Wednesday, April 2, 2014

Unexploitably Exploitative: How to (Out)Think Like a Fish

When poker players discuss game theory, two fundamental styles of play are generally considered, exploitative play and GTO play.  When playing exploitatively, you identify a known leak of your opponent and then make decisions that extract the maximum possible value of your opponent given that leak.  When playing GTO you ignore your opponent's strategy completely and you make perfectly balanced decisions that prevent a perfect opponent from exploiting you.

In practice, both of these approaches have significant drawbacks.  Even fish are rarely bad enough to not catch on and adapt to maximally exploitative play, and determining maximally exploitative play requires knowing every detail of your opponent's strategy which is practically impossible in real life.  While GTO play performs well against fish as I show in this post, it will generally leave money on the table by ignoring opportunities to attack our opponent's specific known weaknesses.

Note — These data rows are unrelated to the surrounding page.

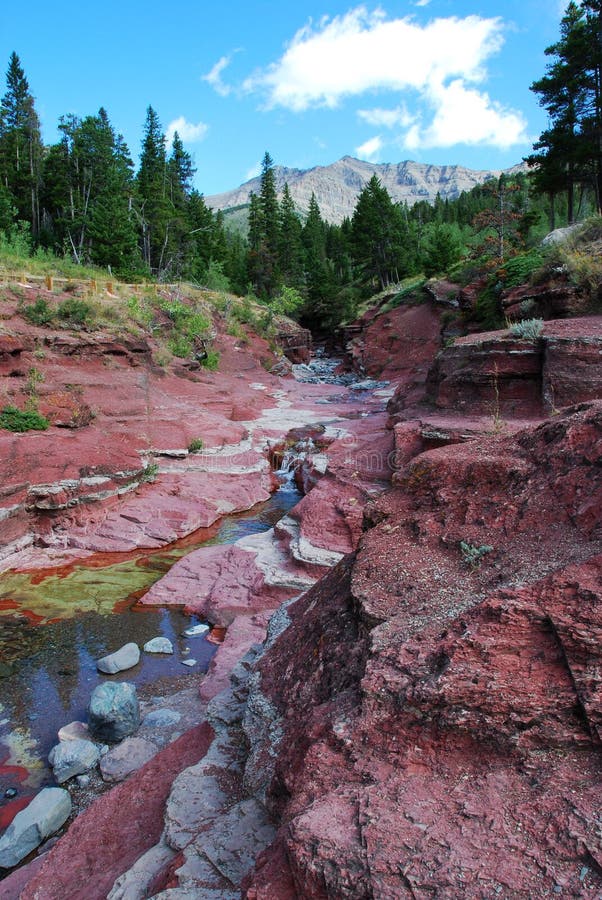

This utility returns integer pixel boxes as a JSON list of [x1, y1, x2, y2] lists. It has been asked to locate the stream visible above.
[[0, 470, 302, 798]]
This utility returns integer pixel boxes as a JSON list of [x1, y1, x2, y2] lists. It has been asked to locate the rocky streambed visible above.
[[2, 286, 602, 898]]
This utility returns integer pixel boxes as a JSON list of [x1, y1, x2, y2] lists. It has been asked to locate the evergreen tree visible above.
[[0, 52, 43, 236], [350, 175, 405, 289], [472, 176, 525, 262], [246, 152, 280, 297], [41, 108, 139, 269], [136, 106, 172, 274], [278, 183, 304, 289], [528, 3, 590, 223], [302, 193, 334, 328]]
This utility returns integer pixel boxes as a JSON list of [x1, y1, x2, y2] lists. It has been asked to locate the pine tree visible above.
[[246, 152, 280, 297], [136, 106, 173, 273], [350, 175, 404, 289], [278, 183, 304, 289], [528, 3, 590, 223], [302, 193, 333, 327], [0, 52, 43, 236]]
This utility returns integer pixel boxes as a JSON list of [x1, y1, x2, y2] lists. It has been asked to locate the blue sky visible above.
[[2, 1, 566, 195]]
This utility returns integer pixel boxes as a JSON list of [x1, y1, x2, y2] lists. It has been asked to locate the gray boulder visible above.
[[143, 637, 173, 654], [48, 738, 100, 784], [0, 787, 71, 869], [96, 642, 140, 674], [100, 736, 157, 783], [88, 682, 140, 742]]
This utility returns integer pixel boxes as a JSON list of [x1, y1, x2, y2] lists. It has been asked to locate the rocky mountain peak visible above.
[[206, 155, 524, 224]]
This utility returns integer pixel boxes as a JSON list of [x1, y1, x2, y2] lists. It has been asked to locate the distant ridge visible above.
[[206, 156, 526, 225]]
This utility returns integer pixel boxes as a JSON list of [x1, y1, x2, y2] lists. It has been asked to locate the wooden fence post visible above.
[[45, 275, 53, 291]]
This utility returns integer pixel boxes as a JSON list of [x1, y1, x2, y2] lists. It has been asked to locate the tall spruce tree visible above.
[[278, 183, 304, 289], [0, 52, 43, 237], [350, 175, 404, 289], [136, 106, 172, 273], [246, 152, 280, 297]]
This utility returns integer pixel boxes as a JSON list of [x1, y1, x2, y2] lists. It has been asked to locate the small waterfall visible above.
[[273, 439, 316, 493]]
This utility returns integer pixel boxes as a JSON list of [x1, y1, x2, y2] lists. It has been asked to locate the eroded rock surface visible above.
[[243, 402, 602, 898]]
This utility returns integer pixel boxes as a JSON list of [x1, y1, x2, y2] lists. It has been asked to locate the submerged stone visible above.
[[96, 642, 140, 674], [143, 636, 173, 654]]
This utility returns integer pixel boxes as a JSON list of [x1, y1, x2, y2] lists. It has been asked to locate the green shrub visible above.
[[57, 297, 93, 325], [497, 251, 545, 289], [168, 335, 193, 358], [0, 406, 49, 432], [269, 286, 304, 318], [188, 437, 204, 453], [139, 462, 158, 482], [509, 318, 544, 340], [22, 298, 55, 326], [127, 295, 154, 327], [460, 541, 493, 568], [201, 349, 220, 370], [204, 260, 230, 292], [184, 312, 210, 340]]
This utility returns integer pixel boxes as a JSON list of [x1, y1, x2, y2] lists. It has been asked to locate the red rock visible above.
[[344, 301, 441, 382], [244, 402, 602, 899], [18, 723, 213, 900], [501, 277, 584, 319], [423, 316, 602, 418]]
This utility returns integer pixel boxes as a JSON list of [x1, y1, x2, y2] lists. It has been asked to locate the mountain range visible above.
[[206, 155, 526, 225]]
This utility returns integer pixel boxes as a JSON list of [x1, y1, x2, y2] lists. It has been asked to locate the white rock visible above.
[[143, 637, 174, 654], [181, 659, 198, 667], [0, 787, 71, 868], [48, 739, 101, 784], [58, 720, 90, 742], [96, 642, 140, 674], [183, 624, 209, 637]]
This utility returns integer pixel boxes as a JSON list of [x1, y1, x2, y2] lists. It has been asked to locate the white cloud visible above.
[[244, 7, 504, 111], [405, 80, 528, 150], [358, 104, 415, 129], [244, 6, 528, 152], [356, 135, 383, 161], [165, 117, 209, 146], [415, 0, 432, 6], [203, 54, 235, 97]]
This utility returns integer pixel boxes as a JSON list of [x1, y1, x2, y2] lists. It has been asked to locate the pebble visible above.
[[4, 788, 17, 799], [181, 659, 197, 667]]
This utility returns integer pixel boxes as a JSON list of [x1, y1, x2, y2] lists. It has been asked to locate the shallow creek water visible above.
[[0, 476, 302, 798]]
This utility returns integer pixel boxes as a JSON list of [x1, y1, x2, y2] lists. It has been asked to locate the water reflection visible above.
[[0, 478, 302, 803]]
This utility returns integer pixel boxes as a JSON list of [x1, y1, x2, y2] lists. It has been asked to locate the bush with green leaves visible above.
[[497, 251, 545, 289], [269, 286, 304, 318], [127, 295, 154, 327], [204, 259, 230, 292], [460, 541, 493, 568], [0, 405, 49, 432], [509, 318, 544, 340], [201, 349, 220, 370], [188, 437, 204, 453], [168, 335, 193, 358], [22, 297, 54, 326], [57, 297, 93, 326]]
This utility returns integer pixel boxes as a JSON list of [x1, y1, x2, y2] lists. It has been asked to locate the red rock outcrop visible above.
[[244, 402, 602, 898], [419, 316, 602, 420], [344, 300, 441, 383]]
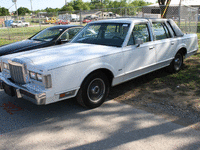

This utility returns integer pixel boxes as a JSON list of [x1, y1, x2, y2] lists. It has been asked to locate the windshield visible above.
[[71, 23, 130, 47], [31, 28, 64, 42]]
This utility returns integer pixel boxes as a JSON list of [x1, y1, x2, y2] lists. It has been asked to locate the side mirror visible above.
[[135, 38, 143, 47]]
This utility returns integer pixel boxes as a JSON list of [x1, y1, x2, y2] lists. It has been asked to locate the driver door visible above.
[[123, 23, 156, 82]]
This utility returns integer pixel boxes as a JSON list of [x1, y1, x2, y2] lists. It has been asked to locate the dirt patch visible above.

In this post I'm going to discuss the concept of Unexploitably Exploitative (UE) strategies as an in-between option that retains most of the desirable properties of GTO play, while still allowing us to systematically attack specific leaks in our opponent's play.  I'm in the process of adding the ability to calculate UE strategies to GTORangeBuilder as the techniques for actually computing these strategies are identical to those for solving for GTO play.

Game Theory and Imperfect Play


When playing an actual poker session, most people have a generally solid strategy that they start with (ideally this would be GTO).  Then as they identify weakness in their opponents, they make relatively small adjustments that take advantage of these weaknesses, rather than transforming their entire strategy into a maximally exploitative line.

The challenge we face is: how can we mathematically identify the best ways to make these small adjustments and also know how big the adjustments should be?

People often seem to think that game theory has nothing to say about games against imperfect opponents; that is games where some or all decision makers sometimes make suboptimal choices, but in actuality, there are entire fields such as experimental economics, and behavioral economics that focus on exactly these problems.  There are also known mathematical techniques for applying traditional equilibrium concepts to imperfect opponents.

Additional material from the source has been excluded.